It was Tarquin’s year.
While everyone around him was falling to pieces over lockdowns or masks or Trump or Judith Collins, Tarquin had actually quite enjoyed the apocalypse. And then the strangest thing happened.
It was the day that Twitter broke, and he watched both his parents rage-refresh their screens for a solid five minutes before quickly switching over to Facebook where he could see them huddling with their friend groups, people they’d not necessarily even met, trying to figure out what the fuck was going on, worrying and theorising on the cause of it and all the while collectively humiliated at having to use Facebook as a means to stay sane. It was only just the slightest step-up from LinkedIn. Tarquin’s dad had entertained the thought of going over there and perhaps posting a small cry for help amongst his 458 connections, but he figured it wasn’t the best career move.
Tarquin watched his parents, usually calm and collected, turn into two 16 year olds whose WiFi had gone down right in the middle of a Fortnite event.
It had a mildly amusing Pied Piper feel to it. The parents emerged from their respective rooms, almost drifting to the sound of inaudible pipes, to ask what had happened to the Twitter, the bewilderment on their faces only matched when the rugby wasn’t going too well, or dad’s tandoori oven he’d built during Lockdown One wasn’t getting quite get hot enough.
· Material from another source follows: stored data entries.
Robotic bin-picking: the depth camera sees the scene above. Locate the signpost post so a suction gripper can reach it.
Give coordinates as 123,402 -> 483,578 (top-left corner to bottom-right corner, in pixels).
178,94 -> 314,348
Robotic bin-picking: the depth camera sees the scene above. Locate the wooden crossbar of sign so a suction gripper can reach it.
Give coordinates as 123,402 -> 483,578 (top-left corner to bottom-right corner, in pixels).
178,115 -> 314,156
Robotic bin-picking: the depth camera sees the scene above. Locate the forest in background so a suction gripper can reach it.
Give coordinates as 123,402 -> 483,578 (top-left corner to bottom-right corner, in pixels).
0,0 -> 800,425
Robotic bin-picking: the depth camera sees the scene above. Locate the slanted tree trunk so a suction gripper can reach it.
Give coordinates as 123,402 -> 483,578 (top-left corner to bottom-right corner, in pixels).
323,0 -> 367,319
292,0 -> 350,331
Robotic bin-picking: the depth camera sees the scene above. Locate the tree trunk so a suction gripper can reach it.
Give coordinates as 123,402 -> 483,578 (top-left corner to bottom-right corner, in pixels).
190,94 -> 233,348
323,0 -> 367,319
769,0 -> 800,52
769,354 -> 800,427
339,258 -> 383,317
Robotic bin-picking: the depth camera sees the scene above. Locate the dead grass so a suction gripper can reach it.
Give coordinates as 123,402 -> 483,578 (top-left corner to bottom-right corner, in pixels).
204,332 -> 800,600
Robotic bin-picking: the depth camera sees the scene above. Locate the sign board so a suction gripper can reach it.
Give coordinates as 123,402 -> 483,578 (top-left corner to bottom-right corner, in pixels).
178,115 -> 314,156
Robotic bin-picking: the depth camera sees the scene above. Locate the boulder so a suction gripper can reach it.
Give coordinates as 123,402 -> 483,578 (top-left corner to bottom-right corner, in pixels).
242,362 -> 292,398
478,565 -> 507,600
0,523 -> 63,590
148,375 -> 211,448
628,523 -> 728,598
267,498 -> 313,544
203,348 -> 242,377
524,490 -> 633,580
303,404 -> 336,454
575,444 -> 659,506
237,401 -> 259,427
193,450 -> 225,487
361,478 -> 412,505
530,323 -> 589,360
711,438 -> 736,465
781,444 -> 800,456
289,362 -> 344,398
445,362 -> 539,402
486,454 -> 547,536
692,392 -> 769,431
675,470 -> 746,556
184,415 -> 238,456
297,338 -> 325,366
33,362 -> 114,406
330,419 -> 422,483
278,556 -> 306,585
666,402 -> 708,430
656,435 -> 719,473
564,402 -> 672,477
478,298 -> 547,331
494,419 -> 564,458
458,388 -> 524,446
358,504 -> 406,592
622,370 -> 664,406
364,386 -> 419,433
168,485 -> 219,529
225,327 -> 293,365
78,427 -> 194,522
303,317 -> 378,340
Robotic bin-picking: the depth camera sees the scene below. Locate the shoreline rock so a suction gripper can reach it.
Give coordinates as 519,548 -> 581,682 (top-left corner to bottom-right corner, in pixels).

The year of our Lord 2020 kept coming at the middle classes unlike any other year. Tarquin swung back in his gaming chair, hands clasped behind his head.
Have you tried just scheduling the Tweets you want to send?
Dad scowled, openly. Usually mild-mannered, Dad had had a gutsful of 2020. “YES I HAVE TRIED THAT THANK YOU TARQUIN.”
It was quite something to watch. What did they want to tweet about anyway? That they couldn’t tweet? They were doing that over on Facebook and the double dipping seemed a little unnecessary to be honest.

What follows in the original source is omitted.